Organization hoping donors capitalize on school-type sales
By James Rincon
Pflag Reporter
An organization that provides school supplies to impoverished children is urging the local community to take advantage of back-to-school sales.
The Central Texas chapter of Operation Christmas Child reached a milestone last year when it delivered 24,000 shoeboxes full of gifts to underprivileged children in foreign countries. This year’s campaign for shoebox donations will tip off in September, but area coordinator Ray Garner said donors can keep their costs down by taking advantage of back-to-school sales now.
“Last year we reached a milestone marker… This year we’re shooting for 30,000 [shoeboxes],” Garner said. “Hopefully the [children] are going to get some learning-type supplies: pencils, paper, Crayolas, markers. Things like that so they can learn to read and write, and a toy or two to encourage them. Typically people will include some hard candy and send games, learning tools, anything of that nature that a child of a certain age group would enjoy.”
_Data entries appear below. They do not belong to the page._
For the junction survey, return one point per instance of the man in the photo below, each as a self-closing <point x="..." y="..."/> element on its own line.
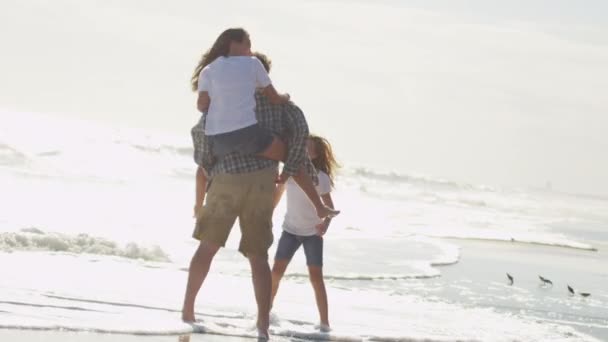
<point x="243" y="187"/>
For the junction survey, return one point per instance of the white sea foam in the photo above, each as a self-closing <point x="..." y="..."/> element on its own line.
<point x="146" y="301"/>
<point x="33" y="239"/>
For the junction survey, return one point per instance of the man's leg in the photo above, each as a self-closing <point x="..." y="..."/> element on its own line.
<point x="199" y="267"/>
<point x="256" y="237"/>
<point x="260" y="273"/>
<point x="215" y="220"/>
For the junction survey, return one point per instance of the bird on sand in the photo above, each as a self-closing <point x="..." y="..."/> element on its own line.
<point x="545" y="280"/>
<point x="510" y="279"/>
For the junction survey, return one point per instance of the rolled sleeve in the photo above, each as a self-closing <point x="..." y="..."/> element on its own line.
<point x="202" y="147"/>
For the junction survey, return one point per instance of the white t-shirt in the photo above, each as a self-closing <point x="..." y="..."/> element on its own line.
<point x="231" y="83"/>
<point x="301" y="217"/>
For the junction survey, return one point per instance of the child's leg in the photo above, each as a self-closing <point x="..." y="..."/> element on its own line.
<point x="278" y="151"/>
<point x="316" y="279"/>
<point x="201" y="189"/>
<point x="313" y="248"/>
<point x="278" y="270"/>
<point x="287" y="247"/>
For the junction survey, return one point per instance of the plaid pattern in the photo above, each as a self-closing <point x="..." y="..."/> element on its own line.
<point x="286" y="121"/>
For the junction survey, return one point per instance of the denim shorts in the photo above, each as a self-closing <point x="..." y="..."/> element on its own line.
<point x="289" y="244"/>
<point x="252" y="139"/>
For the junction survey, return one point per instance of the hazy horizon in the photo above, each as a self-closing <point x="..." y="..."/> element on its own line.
<point x="479" y="91"/>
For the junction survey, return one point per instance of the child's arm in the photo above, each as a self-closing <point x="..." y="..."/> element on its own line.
<point x="278" y="193"/>
<point x="275" y="98"/>
<point x="201" y="188"/>
<point x="203" y="101"/>
<point x="323" y="226"/>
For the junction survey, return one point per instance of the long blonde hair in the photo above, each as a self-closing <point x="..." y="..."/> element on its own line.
<point x="325" y="160"/>
<point x="221" y="47"/>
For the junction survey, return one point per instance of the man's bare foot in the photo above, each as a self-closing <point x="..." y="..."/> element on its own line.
<point x="263" y="335"/>
<point x="327" y="212"/>
<point x="323" y="327"/>
<point x="188" y="317"/>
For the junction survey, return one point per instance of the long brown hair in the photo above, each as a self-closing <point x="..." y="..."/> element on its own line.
<point x="325" y="160"/>
<point x="221" y="47"/>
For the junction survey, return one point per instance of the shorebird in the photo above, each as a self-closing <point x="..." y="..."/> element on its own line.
<point x="545" y="281"/>
<point x="510" y="279"/>
<point x="571" y="290"/>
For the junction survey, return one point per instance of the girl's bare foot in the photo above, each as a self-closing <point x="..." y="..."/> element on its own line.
<point x="327" y="212"/>
<point x="263" y="335"/>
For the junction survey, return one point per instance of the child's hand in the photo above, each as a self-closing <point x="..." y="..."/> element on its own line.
<point x="322" y="227"/>
<point x="283" y="177"/>
<point x="197" y="211"/>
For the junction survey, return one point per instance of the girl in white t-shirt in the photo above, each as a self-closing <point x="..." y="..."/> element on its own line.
<point x="302" y="227"/>
<point x="226" y="80"/>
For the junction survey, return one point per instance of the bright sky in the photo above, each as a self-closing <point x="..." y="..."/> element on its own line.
<point x="495" y="92"/>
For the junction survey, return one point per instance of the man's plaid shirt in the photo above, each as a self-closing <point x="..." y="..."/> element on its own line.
<point x="287" y="121"/>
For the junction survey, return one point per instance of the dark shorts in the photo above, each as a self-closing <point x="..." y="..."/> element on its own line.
<point x="289" y="244"/>
<point x="252" y="139"/>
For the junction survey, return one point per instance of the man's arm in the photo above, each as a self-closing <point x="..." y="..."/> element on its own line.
<point x="296" y="137"/>
<point x="202" y="146"/>
<point x="323" y="226"/>
<point x="278" y="193"/>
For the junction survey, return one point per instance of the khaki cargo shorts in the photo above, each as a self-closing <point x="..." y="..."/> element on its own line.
<point x="246" y="196"/>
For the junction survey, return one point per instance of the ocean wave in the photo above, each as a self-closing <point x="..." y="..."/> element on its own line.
<point x="34" y="239"/>
<point x="548" y="242"/>
<point x="398" y="177"/>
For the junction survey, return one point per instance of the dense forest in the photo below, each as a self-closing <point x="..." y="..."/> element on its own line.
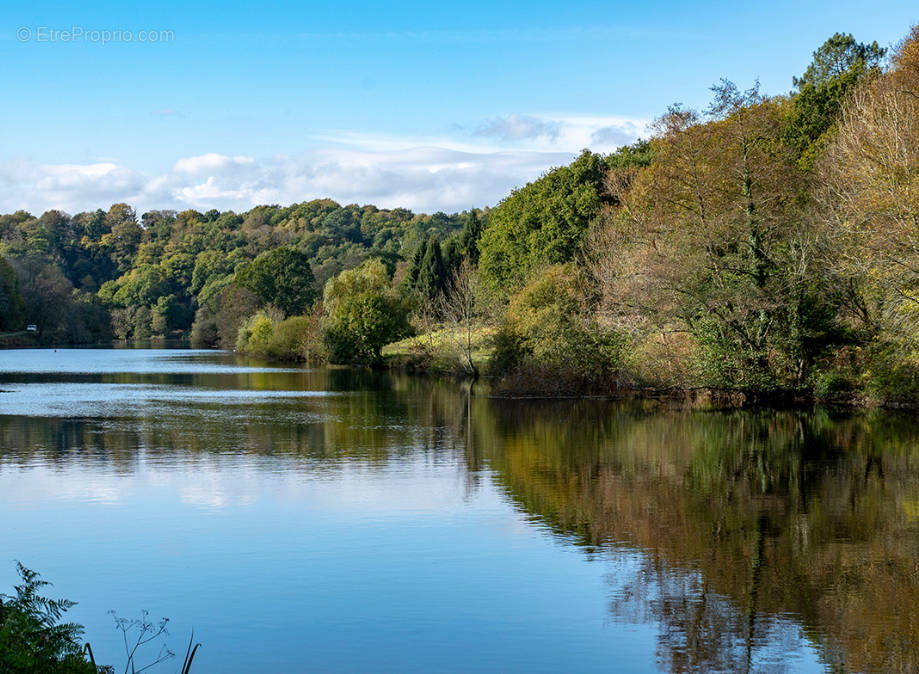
<point x="766" y="245"/>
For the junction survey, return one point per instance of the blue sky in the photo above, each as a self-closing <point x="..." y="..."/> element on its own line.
<point x="419" y="104"/>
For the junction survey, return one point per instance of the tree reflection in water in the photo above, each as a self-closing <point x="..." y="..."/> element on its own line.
<point x="743" y="529"/>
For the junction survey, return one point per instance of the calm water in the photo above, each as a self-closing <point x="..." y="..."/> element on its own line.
<point x="329" y="520"/>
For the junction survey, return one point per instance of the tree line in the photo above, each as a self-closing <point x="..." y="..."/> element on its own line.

Central Texas has 22 relay sites for shoebox gift collection. First Baptist Church, where Garner attends, serves as the Pflugerville relay site.
The final collection of the boxes won’t happen until November, but Garner said putting a box together while back-to-school is on people’s minds will help ensure the children receiving the gifts will get supplies they badly need.
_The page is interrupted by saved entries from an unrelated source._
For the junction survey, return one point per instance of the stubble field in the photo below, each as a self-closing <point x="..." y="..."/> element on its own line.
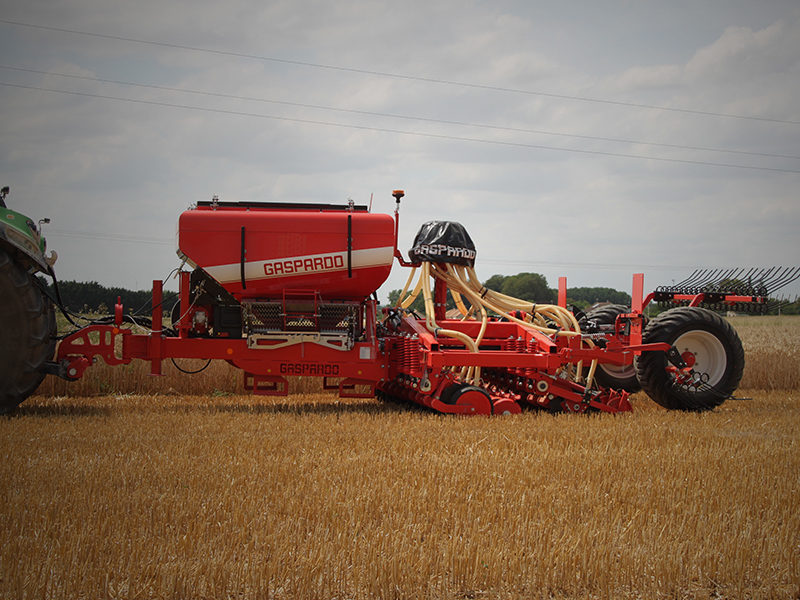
<point x="181" y="495"/>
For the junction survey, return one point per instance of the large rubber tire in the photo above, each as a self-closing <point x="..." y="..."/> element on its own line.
<point x="27" y="325"/>
<point x="607" y="375"/>
<point x="715" y="349"/>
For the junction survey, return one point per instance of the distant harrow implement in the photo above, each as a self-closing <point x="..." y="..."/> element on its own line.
<point x="738" y="290"/>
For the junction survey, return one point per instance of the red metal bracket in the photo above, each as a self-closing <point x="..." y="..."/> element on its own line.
<point x="94" y="340"/>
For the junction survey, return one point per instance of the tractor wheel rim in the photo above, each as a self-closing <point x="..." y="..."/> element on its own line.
<point x="708" y="351"/>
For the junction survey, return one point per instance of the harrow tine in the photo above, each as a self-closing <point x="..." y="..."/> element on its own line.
<point x="789" y="275"/>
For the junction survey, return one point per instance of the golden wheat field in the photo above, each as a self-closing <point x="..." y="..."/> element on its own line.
<point x="194" y="494"/>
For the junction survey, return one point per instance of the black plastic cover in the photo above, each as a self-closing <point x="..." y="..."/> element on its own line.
<point x="443" y="242"/>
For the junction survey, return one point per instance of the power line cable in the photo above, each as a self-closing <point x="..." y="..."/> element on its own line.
<point x="396" y="116"/>
<point x="401" y="132"/>
<point x="107" y="236"/>
<point x="400" y="76"/>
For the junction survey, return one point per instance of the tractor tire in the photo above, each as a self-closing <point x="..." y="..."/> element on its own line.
<point x="27" y="325"/>
<point x="708" y="343"/>
<point x="612" y="376"/>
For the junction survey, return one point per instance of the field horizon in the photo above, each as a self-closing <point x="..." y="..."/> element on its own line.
<point x="312" y="496"/>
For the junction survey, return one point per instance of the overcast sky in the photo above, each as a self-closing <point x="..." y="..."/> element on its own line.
<point x="580" y="138"/>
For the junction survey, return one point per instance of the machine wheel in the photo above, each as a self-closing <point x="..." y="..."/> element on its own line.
<point x="708" y="344"/>
<point x="612" y="376"/>
<point x="27" y="321"/>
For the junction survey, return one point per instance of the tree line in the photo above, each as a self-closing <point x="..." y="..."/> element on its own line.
<point x="90" y="296"/>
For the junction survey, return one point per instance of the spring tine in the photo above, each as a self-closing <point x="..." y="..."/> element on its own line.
<point x="788" y="276"/>
<point x="689" y="281"/>
<point x="739" y="281"/>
“The schools that I’ve visited overseas, they almost do everything by rogue learning because they don’t have the materials available or the money to buy pens and paper and the things to write stuff down. They have chalkboards so they can write and erase and the next student can write what they need to write, but to have a tool of their own to take home is very valuable. Journals are always nice because they have lots of pages and the students can journal their daily activities,” Garner said.
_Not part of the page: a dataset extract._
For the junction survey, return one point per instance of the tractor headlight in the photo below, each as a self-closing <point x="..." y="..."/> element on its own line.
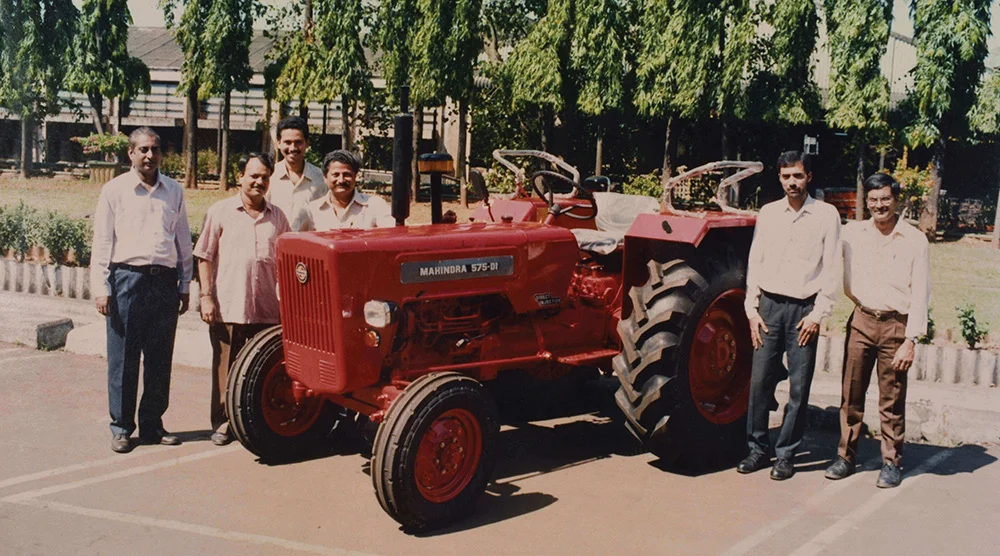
<point x="378" y="314"/>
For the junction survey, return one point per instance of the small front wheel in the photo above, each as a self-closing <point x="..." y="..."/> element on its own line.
<point x="435" y="451"/>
Twenty-year-old Oksana Nelson knows the difference an OCC shoebox can make first- hand. She received a box from Operation Christmas Child when she was an orphan in Russia. Now she lives in the U.S. and serves as a national spokesperson for OCC as one of its “full circle children.”
“I was just put into the orphanage a year before I received my shoebox at age 7 or 8. That was the first gift I ever really got. It was pretty special to have something, and it showed me that there were people out there who really loved me,” Nelson said. “I realized that there were still people who cared for others. That was kind of a foreign concept to me, but it was kind of cool.”
Nelson was adopted and moved to the Southern California area in 2001 at age 10. Four years ago she moved to Hico, Texas. She said the greatest gift she received from OCC was her faith, but simple items from her shoebox meant a lot to her as well.
“I don’t remember all the things in my box, but I remember I had a game of dominos, a pair of socks, candy and my favorite item was a tube of toothpaste, because we had to share [toothpaste] at the orphanage, and for the first time I got my own tube.”
Nelson said the orphans at her grade school in Russia had to wear a different uniform and felt alienated from their classmates, and lack of modern school supplies furthered their isolation.
“Other kids had really cool pens. I never had pens like that. I remember I always wanted those pens that had the three colors in one pen. Everybody had those and I never did. I just had a pencil,” Nelson said. “All the other kids had different kinds of things, like different notebooks I remember that I never had before and that was something that I always wanted.”
For more information on how to get involved with Operation Christmas Child visit samaritanspurse.org/index.php/OCC.
“It was one of those things where, I never had that kind of love before, and I know that sounds weird, it coming from a tangible object, but the shoebox showed me that there were people out there that still had compassion for others, and that really revived my spirit and showed me there’s hope in this life,” Nelson said.